The DAPAs’ mission is to minimize the negative effects associated with alcohol, tobacco and other drugs and the education of the crew on these topics.

Command DAPA, NCC(SW/AW) Andre Brown and his team of three assistants have been promoting awareness and de-glamorization through training and events.

Their work has helped lower driving under the influence incidents over the past several months. The ship was averaging one DUI per week from August 2009, when the ship returned from deployment, to January 2010. Since then, Boxer has now gone more that 115 days without a DUI and more than 95 without an alcohol related incident, an achievement Brown attributes to the work of his assistants.

They have made DAPAs into a helpful asset, rather than someone you go see when you get in trouble, he said.

“We are trying to publicize all of the alcohol-free activities that are provided by MWR,” said HM1 Joshua Dominique, who serves as the training coordinator for the program.

They also wrote a command alcohol abuse instruction and are working on a command prevention plan, he said.

Dominique also acknowledged that the Navy instruction that states Sailors will be separated after their second DUI has made people more cautious about drinking and driving because now their careers are at stake.

Brown added that the Navy's “Right Spirit” campaign, which promotes abstinence from drinking, has also helped as has the “That Guy” campaign which shows the embarrassing reality of getting drunk. Brown and his team recently held and alchohol awareness fair on the ship’s pier to give information and options to Sailors interested in learning about alternatives to drinking. He is happy if even just one person is helped, he said. More events are also being planned including some with Mothers Against Drunk Driving and the California Highway Patrol.
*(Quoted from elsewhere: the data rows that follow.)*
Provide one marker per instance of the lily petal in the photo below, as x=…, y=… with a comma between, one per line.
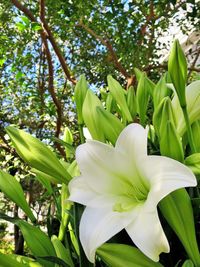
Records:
x=96, y=161
x=165, y=176
x=133, y=140
x=148, y=235
x=98, y=225
x=80, y=191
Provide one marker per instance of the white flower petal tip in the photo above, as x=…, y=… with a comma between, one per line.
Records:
x=121, y=187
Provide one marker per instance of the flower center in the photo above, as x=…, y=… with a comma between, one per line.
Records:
x=134, y=196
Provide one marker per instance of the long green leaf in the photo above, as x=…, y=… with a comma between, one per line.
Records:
x=118, y=255
x=13, y=190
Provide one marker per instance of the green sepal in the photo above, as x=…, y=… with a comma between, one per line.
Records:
x=131, y=101
x=142, y=96
x=149, y=83
x=177, y=67
x=118, y=93
x=68, y=138
x=162, y=115
x=13, y=260
x=110, y=125
x=193, y=162
x=178, y=212
x=79, y=96
x=196, y=134
x=13, y=190
x=61, y=251
x=90, y=116
x=37, y=154
x=66, y=205
x=188, y=263
x=160, y=91
x=170, y=143
x=119, y=255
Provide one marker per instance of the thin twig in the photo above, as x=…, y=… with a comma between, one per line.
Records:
x=50, y=36
x=51, y=80
x=109, y=46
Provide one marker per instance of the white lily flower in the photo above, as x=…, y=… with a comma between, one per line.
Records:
x=121, y=188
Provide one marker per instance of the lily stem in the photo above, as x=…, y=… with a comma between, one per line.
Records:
x=78, y=210
x=189, y=130
x=82, y=137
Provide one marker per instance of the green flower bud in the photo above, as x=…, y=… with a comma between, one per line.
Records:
x=193, y=162
x=177, y=67
x=79, y=96
x=91, y=117
x=110, y=125
x=118, y=93
x=162, y=114
x=131, y=101
x=149, y=83
x=160, y=91
x=196, y=134
x=188, y=263
x=193, y=104
x=170, y=143
x=142, y=97
x=68, y=138
x=109, y=102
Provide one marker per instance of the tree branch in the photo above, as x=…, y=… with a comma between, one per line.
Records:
x=51, y=80
x=46, y=29
x=109, y=46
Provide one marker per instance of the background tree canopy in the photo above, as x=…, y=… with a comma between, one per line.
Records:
x=46, y=45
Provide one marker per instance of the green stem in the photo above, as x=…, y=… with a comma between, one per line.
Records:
x=189, y=130
x=78, y=210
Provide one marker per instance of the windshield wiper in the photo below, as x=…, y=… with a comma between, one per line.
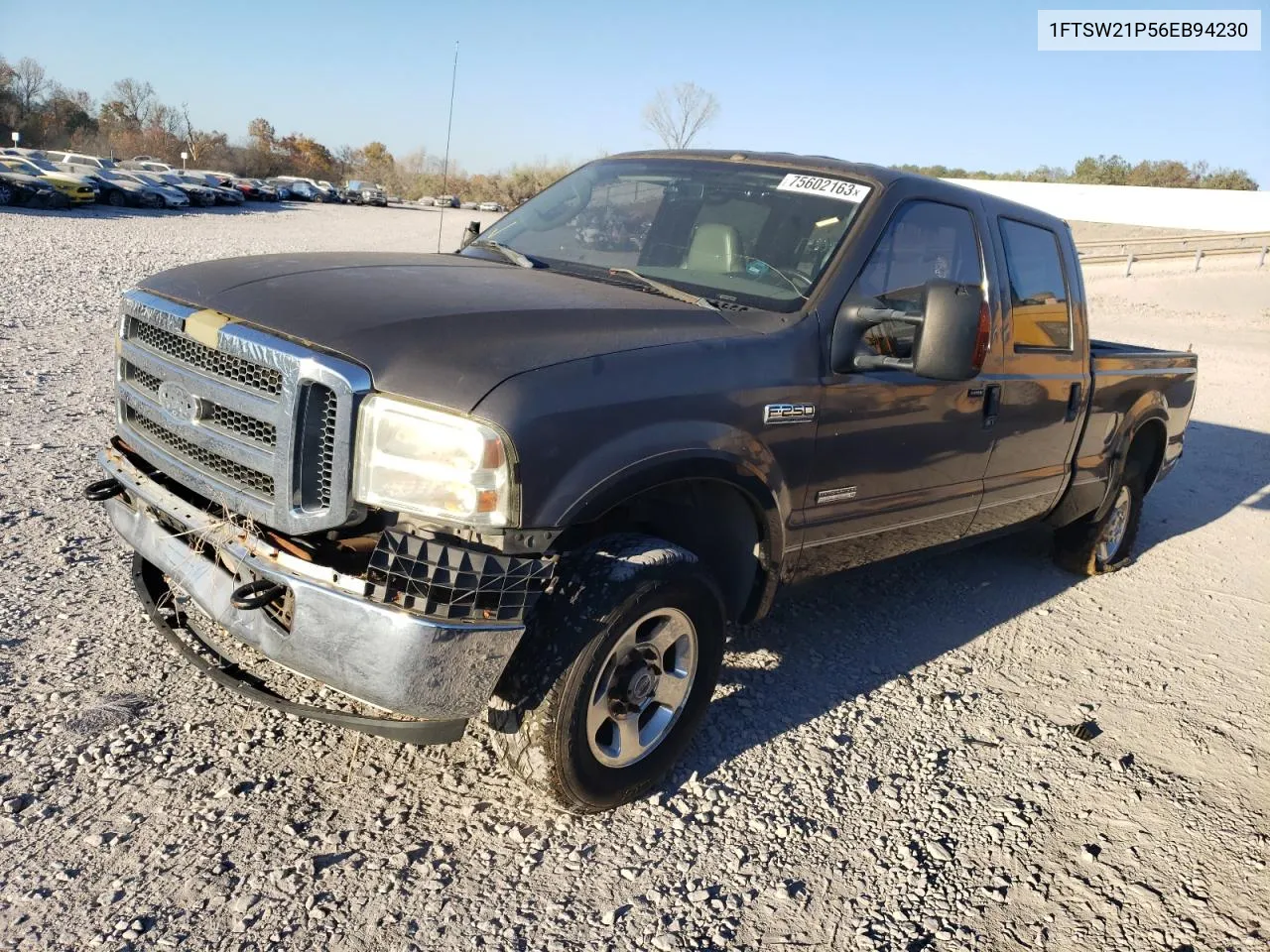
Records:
x=511, y=254
x=666, y=289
He worries however, that incidents may increase again due to the increased work load and operations tempo as the ship prepares for certifications, inspections and deployment.
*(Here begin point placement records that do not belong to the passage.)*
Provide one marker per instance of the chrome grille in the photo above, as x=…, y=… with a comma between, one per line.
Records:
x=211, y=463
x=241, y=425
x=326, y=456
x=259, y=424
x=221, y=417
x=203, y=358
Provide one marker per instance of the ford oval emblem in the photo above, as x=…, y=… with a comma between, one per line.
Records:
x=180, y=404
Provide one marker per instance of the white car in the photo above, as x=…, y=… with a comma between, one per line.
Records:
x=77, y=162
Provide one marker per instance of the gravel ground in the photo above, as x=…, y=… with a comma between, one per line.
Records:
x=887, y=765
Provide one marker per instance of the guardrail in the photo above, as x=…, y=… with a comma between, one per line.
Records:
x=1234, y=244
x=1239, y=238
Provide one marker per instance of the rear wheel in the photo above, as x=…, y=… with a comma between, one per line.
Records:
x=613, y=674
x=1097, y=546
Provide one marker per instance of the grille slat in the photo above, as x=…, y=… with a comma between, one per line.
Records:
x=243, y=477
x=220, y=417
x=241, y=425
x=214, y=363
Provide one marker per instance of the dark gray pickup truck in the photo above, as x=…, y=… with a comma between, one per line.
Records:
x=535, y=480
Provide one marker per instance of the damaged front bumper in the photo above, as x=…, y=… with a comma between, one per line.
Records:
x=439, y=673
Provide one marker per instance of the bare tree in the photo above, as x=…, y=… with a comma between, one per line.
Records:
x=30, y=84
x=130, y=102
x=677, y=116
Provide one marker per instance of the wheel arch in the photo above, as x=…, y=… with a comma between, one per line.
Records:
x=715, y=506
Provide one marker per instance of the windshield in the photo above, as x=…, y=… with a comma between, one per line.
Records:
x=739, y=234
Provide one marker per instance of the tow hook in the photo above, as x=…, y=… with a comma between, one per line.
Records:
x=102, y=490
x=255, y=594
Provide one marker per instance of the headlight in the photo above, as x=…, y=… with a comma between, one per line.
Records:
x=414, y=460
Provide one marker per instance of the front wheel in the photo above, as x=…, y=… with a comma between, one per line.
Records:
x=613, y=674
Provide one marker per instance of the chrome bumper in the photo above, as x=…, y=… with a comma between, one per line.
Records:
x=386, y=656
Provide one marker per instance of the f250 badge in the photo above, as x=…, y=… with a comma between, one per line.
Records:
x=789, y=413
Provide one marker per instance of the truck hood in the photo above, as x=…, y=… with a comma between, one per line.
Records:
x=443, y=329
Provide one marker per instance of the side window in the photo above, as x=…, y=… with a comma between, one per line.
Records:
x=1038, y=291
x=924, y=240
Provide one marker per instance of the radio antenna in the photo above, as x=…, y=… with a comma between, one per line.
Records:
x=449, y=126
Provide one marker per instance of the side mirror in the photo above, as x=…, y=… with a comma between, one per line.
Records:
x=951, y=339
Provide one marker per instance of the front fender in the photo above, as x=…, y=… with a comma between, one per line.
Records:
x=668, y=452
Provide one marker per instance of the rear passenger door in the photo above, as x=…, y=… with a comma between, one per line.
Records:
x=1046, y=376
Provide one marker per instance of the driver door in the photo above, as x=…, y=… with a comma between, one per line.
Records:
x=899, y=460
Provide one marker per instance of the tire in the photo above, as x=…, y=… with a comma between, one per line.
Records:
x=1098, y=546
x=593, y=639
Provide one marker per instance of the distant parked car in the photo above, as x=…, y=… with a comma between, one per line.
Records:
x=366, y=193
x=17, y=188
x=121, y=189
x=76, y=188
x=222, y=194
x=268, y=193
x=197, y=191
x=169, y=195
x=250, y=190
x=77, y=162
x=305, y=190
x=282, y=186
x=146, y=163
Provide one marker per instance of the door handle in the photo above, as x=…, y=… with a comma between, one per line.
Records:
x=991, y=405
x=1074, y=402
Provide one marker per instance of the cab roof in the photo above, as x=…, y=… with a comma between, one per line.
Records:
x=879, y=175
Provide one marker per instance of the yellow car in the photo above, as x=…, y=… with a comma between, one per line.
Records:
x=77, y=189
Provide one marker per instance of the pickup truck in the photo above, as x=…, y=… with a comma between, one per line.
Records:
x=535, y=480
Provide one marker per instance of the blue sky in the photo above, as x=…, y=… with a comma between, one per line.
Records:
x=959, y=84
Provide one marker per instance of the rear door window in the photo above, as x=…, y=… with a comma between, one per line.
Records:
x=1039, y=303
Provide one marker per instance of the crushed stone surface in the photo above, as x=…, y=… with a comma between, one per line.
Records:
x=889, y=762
“You can't force people to make the right choices, but you can offer them training, options resources and tough love,” said Brown.

Courses like Prevent and Aware are offered to junior Sailors to help educate them and ADAMS for supervisors is offered to help teach more senior Sailors how to recognize problems and what they can do to help.

“Anyone can be an advocate and help others become aware of problems,” said Dominique.

There are also courses for those Sailors who wish to become DAPAs including ADAMS for facilitators, the DAPA course and the Prevention Specialist course.